An affiliate of Orix Corp. has acquired one of the largest Low-Income Housing Tax Credit program fund portfolios in the U.S., doubling its portfolio with the addition of approximately 93,000 apartment units.
Orix subsidiary Boston Financial Investment Management entered into an agreement with Boston Capital to acquire approximately 1,200 properties in over 190 funds, according to the firm.

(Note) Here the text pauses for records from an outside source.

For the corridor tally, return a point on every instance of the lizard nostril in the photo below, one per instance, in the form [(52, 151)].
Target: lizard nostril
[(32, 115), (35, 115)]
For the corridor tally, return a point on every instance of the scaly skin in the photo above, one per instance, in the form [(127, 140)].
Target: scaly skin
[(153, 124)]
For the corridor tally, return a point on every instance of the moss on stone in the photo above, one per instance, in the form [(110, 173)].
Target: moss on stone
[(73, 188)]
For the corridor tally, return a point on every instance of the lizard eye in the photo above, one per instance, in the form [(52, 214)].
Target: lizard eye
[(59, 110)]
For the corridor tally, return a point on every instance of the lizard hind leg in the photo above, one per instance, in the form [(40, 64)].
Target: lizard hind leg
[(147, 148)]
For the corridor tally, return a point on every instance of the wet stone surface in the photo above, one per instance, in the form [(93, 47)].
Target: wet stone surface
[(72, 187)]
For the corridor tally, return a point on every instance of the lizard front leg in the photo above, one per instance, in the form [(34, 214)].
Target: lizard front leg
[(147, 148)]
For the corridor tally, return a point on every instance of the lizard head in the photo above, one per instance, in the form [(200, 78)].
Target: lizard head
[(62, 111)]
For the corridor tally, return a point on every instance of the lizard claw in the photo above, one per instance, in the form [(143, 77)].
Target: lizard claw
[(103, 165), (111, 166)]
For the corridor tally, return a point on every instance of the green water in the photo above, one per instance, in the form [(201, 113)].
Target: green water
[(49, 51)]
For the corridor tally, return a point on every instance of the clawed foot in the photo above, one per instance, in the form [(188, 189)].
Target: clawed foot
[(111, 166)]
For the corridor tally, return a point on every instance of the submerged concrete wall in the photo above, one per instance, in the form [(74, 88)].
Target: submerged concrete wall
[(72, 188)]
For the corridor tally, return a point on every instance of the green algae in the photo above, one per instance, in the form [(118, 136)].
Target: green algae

Once the deal closes, Boston Financial will have around $15 billion of equity under management and will oversee a portfolio of 2,300 properties in more than 90 funds.
A spokesperson for Boston Financial declined to disclose the terms of the deal.
“Boston Capital is a leading equity syndicator in the LIHTC industry, and the acquisition of its portfolio of LIHTC fund general partnership interests will expand Boston Financial’s strategic footprint by adding significant fund assets to our platform,” Boston Financial CEO Greg Voyentzie told Multi-Housing News.
Voyentzie added that the firm’s newly expanded platform will help drive growth and allow the company to broaden its assistance to affordable housing stakeholders.
In March of this year, Boston Financial announced it had closed a $205 million LIHTC fund. The fund provided capital for the new construction and rehabilitation of multifamily properties in 14 states: California, Colorado, Florida, Hawaii, Indiana, Kentucky, Maryland, Massachusetts, Nebraska, New York, Ohio, Texas, Washington and West Virginia.
Since 1986, Boston Financial has invested more than $13.1 billion of equity in LIHTC properties. The company currently manages a $7.7 billion portfolio with more than 1,125 properties and 98,110 units. Boston Financial said in its announcement that they see the LIHTC business as a segment that shows “projected growth,” even as economic uncertainty due to the COVID-19 pandemic continues.
Though the coronavirus pandemic has disproportionately impacted low-income multifamily properties, some investors still see affordable housing properties as a safe haven during difficult times. Affordable properties often have vouchers or other subsidies that help backstop impacts from a recession, and lower-income apartment units are often in higher demand.